Crítica à medida americana
Brasília argumenta que a tarifa americana funciona como substituição de tributos eliminados pela Suprema Corte dos EUA. O Planalto critica Washington por usar o tema trabalho forçado como pretexto para essa substituição tarifária. O Ministério do Trabalho e Emprego já enviou aos americanos dados comprovando o compromisso brasileiro com o tema.
Dados sobre comprometimento brasileiro
O Brasil é reconhecido pela Organização Internacional do Trabalho como país engajado no combate ao trabalho forçado. O país é signatário de 66 convenções da organização, enquanto os EUA subscrevem apenas 10 convenções.
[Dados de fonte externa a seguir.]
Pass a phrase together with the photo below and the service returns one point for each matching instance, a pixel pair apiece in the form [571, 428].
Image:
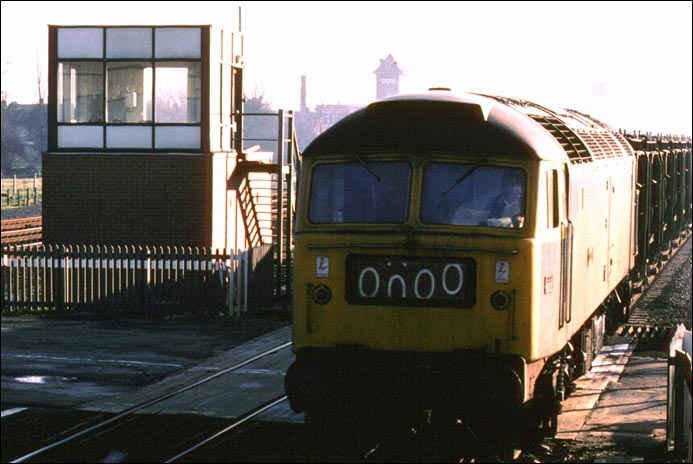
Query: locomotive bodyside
[411, 295]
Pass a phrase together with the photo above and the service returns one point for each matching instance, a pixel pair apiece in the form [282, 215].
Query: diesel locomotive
[460, 257]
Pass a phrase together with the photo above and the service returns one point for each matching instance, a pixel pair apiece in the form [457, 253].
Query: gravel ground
[666, 305]
[26, 211]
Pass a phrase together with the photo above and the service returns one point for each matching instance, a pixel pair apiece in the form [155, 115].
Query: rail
[22, 231]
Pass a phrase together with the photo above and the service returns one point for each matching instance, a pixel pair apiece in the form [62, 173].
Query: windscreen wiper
[474, 167]
[365, 166]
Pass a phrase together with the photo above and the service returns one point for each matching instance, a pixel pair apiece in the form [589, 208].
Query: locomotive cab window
[469, 194]
[360, 192]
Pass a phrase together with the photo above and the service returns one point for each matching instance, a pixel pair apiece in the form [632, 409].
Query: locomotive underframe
[356, 387]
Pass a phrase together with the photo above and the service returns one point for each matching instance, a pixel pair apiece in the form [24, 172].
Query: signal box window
[468, 194]
[129, 87]
[80, 92]
[368, 192]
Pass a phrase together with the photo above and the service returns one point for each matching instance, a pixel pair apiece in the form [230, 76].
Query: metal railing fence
[149, 280]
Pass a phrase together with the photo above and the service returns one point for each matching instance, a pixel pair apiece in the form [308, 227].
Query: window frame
[147, 135]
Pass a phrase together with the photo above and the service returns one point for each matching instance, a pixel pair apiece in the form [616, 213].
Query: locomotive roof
[441, 121]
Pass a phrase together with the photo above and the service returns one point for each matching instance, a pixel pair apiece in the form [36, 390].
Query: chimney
[303, 94]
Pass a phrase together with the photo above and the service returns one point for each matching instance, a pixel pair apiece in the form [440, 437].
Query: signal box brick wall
[161, 199]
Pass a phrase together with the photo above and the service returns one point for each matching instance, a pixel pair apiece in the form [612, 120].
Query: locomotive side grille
[573, 145]
[605, 144]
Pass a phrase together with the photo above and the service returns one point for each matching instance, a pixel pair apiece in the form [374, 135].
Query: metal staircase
[266, 195]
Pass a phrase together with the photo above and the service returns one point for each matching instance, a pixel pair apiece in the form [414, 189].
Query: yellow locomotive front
[422, 231]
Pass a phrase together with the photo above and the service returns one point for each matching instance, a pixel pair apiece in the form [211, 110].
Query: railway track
[22, 231]
[135, 436]
[124, 437]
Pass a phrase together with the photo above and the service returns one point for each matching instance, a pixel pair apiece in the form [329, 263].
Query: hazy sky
[626, 63]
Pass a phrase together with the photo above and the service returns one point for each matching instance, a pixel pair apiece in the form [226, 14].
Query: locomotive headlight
[322, 294]
[500, 299]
Esse contraste foi destacado na nota oficial do governo.
Próximos passos previstos
A nota anuncia que o Brasil recorrerá à Organização Mundial do Comércio (OMC). O governo também sinalizará acionamento da lei de reciprocidade aprovada pelo Congresso Nacional. Nos bastidores, avalia-se que a medida funcionará como sinalização política.
Adiamento da decisão final
Conforme analistas, a decisão sobre aplicação efetiva da reciprocidade não ocorrerá em curto prazo. O processo previsto inclui análise interna, consultas setoriais, avaliação técnica e consultas públicas. Nenhuma dessas etapas foi iniciada até agora.